Release forms: When and how to get permission to use photos * Rough & Ready Media
Back view of Young woman holding cell phone and making photo of her girl friend. Two girlfriends take pictures of each other on Smartphone camera on nature background. Summer holidays and technology

The legalistic complexities of obtaining permission to use photos in promoting the good works of a non-profit organization or the products of a business can be distilled to this:

  • If a photo is used to make money, get a photo release signed.
  • If a photo is not being used to make money, be courteous.

This means that if a business hopes to profit from an image, be it of a person, a pet or a building, the business must obtain written permission of the subject or the subject’s owner. The business also should compensate the subject in some way, perhaps by offering a discount on purchases rather than outright payment. One wrinkle in businesses’ use of images is that if the images are being used for editorial purposes — accompanying a news article or journalism piece, as examples — they don’t require a standard signed photo release form.

In the case of nonprofit organizations, being polite to the subjects of their images means asking permission to take and use their photos, displaying them respectfully, and assuring subjects that photos they object to can be taken down from the web or social media or not used again in print.

Businesses and nonprofit organizations both use paper or online forms in which subjects formally grant permission to use their images. This is especially important if the subjects are younger than 18; in that case, the written permission of parents or guardians must be obtained. 
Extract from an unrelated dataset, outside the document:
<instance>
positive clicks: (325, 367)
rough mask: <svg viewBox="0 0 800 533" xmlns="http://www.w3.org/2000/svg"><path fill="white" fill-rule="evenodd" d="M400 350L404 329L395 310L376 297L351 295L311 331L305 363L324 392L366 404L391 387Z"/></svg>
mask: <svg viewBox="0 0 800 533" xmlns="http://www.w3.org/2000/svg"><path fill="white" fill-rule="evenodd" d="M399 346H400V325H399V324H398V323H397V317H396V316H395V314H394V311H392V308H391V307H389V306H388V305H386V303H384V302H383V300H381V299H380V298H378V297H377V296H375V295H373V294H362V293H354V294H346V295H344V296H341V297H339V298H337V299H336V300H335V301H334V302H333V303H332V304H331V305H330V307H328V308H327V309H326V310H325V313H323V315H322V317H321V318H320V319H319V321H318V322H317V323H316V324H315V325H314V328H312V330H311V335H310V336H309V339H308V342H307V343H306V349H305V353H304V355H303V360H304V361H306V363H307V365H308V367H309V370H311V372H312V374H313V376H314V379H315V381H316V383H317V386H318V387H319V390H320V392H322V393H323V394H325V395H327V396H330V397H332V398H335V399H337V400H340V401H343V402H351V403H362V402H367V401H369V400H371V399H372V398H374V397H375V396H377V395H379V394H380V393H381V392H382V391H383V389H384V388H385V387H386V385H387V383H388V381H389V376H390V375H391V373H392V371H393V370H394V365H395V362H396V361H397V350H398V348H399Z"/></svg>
Assuming the nonprofit is not using professional models, which would involve an employment contract, photo release forms for these organizations are one way to courteously ask people if their photos can be taken or to inform people that their photos will be taken in certain situations and that the organization plans to use the photos in certain respectful ways.

Although lawsuits can be brought on the flimsiest of bases, nonprofit organizations’ concerns over using photos are largely a matter of treating people well — be they donors, other supporters, staff or clients.

For example, if a senior center has obtained permission to use a resident’s photo but his family objects to its use after the resident’s death, it’s not like the center could say, “We have a release, too bad.” The center is going to respect the family’s wishes.

Other steps a nonprofit can take to politely use images include:

  • State on the website that the nonprofit will take down any photo upon the request of the subject.
  • Have a written policy that pledges to take and display photos respectfully; this policy should state how long an image will be used.
  • Never use a photo that contains anything unflattering.
  • Have a photo release (with an easy and clear way to opt-out) included in a program registration, event sign-in, or volunteer agreement. Then, for in-person gatherings, visibly identify those who opt out with a name-tag sticker or, for children, a colored dot sticker on clothing.
  • Place a sign at the entrance to an event or meeting indicating that photos will be taken there and shared.
  • If particular people are identified as compelling examples of the need for a nonprofit’s services, dedicated staff members or people who would be especially helpful in telling the nonprofit’s story, discussing this with them well in advance is, again, only being polite. 

Nuts and bolts

Signed permission forms, whether paper or digital, do no good without a record of them and copies of them that can be found easily.

As with any image or other document, they should be stored in a way that makes them easy to find. In the case of images, it is important to have a naming convention that includes the date the photo was taken.